If you try to think of a verb to describe an archaeologist’s work, you will probably come up with “dig.”  And dig we do.  However, for every day an archaeologist spends excavating, she must spend many more analyzing artifacts in the lab, interpreting results, and writing reports and papers.  After completing a 10-week field season in the jungle, at the Maya site of Ceibal, I am writing to you from our project’s lab in Guatemala City, where my team members and I are busy analyzing our finds.  (You can read a little about our project here.)

I’m a graduate student at the University of Arizona, working on my Ph.D. dissertation.  My dissertation research involves excavating ancient Maya houses and the areas around those houses, some of which date back to around 800 B.C.  (You can see some cool preliminary results here.)  When you excavate households, you find a lot of ancient people’s trash.  Archaeologists love trash.  The most common kind of artifact I find is broken pottery, which we call ceramic sherds.  I spent today, the Day of Archaeology 2014, sorting, counting, recording, and labeling these bits of ancient bowls and plates.  Below you can see my cozy workspace:

Sorting and recording pottery sherds in Guatemala City

Sorting and recording pottery sherds in Guatemala City.

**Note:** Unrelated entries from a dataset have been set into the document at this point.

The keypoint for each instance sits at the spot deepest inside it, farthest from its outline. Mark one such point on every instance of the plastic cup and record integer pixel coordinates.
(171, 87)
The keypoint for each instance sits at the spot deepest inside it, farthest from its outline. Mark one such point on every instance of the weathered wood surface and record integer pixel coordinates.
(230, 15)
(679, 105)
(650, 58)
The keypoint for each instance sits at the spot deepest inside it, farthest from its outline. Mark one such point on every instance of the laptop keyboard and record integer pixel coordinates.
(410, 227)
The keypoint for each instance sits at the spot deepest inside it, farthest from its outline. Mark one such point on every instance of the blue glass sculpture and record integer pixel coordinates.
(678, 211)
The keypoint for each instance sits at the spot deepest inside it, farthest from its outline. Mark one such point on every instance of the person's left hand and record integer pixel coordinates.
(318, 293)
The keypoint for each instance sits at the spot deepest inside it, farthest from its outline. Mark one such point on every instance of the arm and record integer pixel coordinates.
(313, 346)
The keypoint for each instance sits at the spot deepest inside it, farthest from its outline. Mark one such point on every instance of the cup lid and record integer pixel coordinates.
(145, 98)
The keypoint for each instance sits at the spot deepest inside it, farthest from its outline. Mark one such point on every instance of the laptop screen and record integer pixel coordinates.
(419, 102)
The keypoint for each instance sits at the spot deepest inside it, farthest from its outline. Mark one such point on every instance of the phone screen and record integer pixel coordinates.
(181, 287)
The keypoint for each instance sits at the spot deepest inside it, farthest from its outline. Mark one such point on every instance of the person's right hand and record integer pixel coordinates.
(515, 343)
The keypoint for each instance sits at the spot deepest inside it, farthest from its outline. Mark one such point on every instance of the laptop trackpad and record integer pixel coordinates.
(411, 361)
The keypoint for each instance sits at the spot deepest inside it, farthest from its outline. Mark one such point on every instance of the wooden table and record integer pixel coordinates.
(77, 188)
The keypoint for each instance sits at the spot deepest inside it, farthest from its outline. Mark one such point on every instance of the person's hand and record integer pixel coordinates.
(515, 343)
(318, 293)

MP3 player for audiobook entertainment.

This kind of work is more tedious than glamorous, but it’s an important step in interpreting the archaeological record.  Ceramics are used to study all kinds of interesting topics, including trade, social status, and ancient technology.  We sometimes even find residues of ancient foods and drinks in ceramic vessels.

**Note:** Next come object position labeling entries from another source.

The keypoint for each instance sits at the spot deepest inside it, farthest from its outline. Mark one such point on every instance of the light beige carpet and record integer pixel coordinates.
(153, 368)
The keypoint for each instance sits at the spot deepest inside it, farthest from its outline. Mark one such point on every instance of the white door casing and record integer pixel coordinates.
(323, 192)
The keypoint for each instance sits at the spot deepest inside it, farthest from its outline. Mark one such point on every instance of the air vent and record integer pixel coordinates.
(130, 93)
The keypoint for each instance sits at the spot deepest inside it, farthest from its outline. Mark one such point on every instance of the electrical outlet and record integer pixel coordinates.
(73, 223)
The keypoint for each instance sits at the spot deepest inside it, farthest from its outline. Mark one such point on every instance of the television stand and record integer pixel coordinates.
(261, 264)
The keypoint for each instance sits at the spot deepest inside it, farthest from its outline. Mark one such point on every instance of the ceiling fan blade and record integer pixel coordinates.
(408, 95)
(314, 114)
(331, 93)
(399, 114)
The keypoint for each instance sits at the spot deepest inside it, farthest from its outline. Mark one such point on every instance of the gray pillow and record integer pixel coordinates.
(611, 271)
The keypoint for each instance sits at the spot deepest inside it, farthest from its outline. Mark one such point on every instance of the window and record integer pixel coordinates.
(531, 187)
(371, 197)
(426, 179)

Right now, I am most interested in my piles of sherds as a way to date the different floors, buildings, burials, and other deposits I have excavated.  In the Maya area, archaeologists are constantly refining our knowledge of how local ceramics changed over time.  Our knowledge of Maya ceramic types allows us to quickly put together the basic timeline of an archaeological site.  (We also use other methods of dating, such as radiocarbon dating, but for various reasons those are not always feasible, useful options.)  Without that timeline, we couldn’t begin to understand the events that took place in the past. By carefully recording and publishing the ceramic finds from our site, we contribute to our discipline’s broader knowledge of ancient Maya ceramics.  We create representative collections of sherds for others to study, and we reassemble whole ceramic vessels that will eventually by curated by Guatemala’s Institute of Anthropology and History.  Some of the nicer Maya dishes may even end up in the national archaeology museum.

Other project members, who hail from Guatemala, the US, Europe, and Japan, are busy analyzing the stone tools, human bones, animal bones, and other artifacts excavated at our site.  Each provides an important, different piece of the puzzle in our quest to understand ancient Maya society.